Mit Moby Aki und Moby Orli nach Sardinien
Auf der Nachtroute Genua–Olbia setzt Moby Lines unter anderem die Schiffe Moby Aki und Moby Orli ein – zwei Fähren, die auf den ersten Blick ähnlich wirken, aber eine sehr unterschiedliche Geschichte haben.
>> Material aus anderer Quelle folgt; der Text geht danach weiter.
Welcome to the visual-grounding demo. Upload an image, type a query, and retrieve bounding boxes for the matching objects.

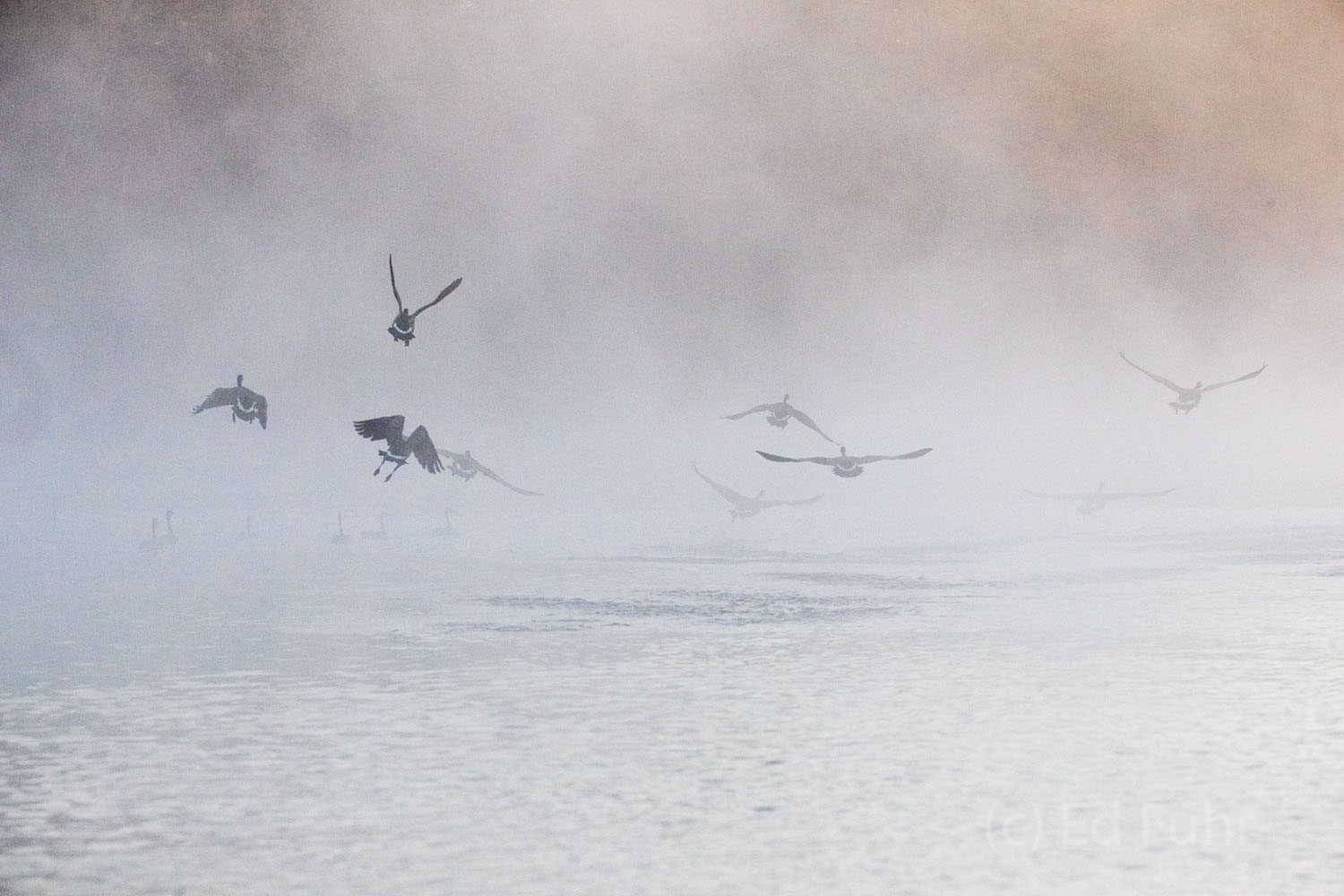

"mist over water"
[0,0,1344,890]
Die Route: Genua–Olbia über Nacht
Beide Schiffe verkehren auf der saisonalen Nachtroute zwischen Genua und Olbia, mit täglichen Abfahrten in der Hauptsaison. Die Überfahrt dauert rund 10 bis 11 Stunden: Abfahrt meist am späten Abend, Ankunft am frühen Morgen – ein klassischer Fall für die Nachtfähre mit Kabine (mehr dazu in unserem Vergleich Tag- vs. Nachtfähre).
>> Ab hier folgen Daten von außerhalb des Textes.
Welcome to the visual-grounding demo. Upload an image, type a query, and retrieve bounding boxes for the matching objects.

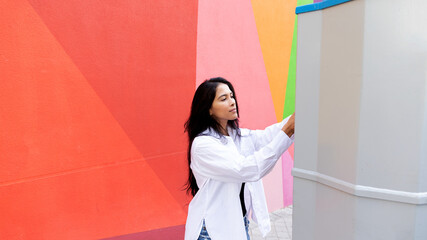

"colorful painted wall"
[0,0,310,239]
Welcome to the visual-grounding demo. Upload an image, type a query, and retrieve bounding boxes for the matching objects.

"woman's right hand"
[282,112,295,137]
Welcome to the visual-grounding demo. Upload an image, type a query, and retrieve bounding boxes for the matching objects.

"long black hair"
[184,77,240,196]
Moby Aki: die modernere der beiden
Die Moby Aki ist rund 175 Meter lang und bietet Platz für über 2.000 Passagiere sowie etwa 750 Fahrzeuge, verteilt auf mehrere Autodecks. An Bord warten rund 320 klimatisierte Kabinen, alle mit eigenem Bad. Je nach Saison wird sie auch auf der Route Livorno–Olbia eingesetzt.
Moby Orli: ein Schiff mit bewegter Vergangenheit
Die Moby Orli ist mit Baujahr 1986 deutlich älter und war zuvor unter mehreren anderen Namen unterwegs: Sie lief in Finnland vom Stapel, fuhr jahrelang als "Pride of Bilbao" zwischen England und Spanien über die raue Biskaya und zuletzt als "Princess Anastasia" auf der Ostsee. Erst 2022 kam sie zu Moby Lines und wurde in Messina überholt. Mit rund 177 Metern Länge, Platz für bis zu 2.500 Passagiere und etwa 580 Fahrzeugen ist sie ähnlich gross wie die Moby Aki, aber spürbar traditioneller im Innenausbau.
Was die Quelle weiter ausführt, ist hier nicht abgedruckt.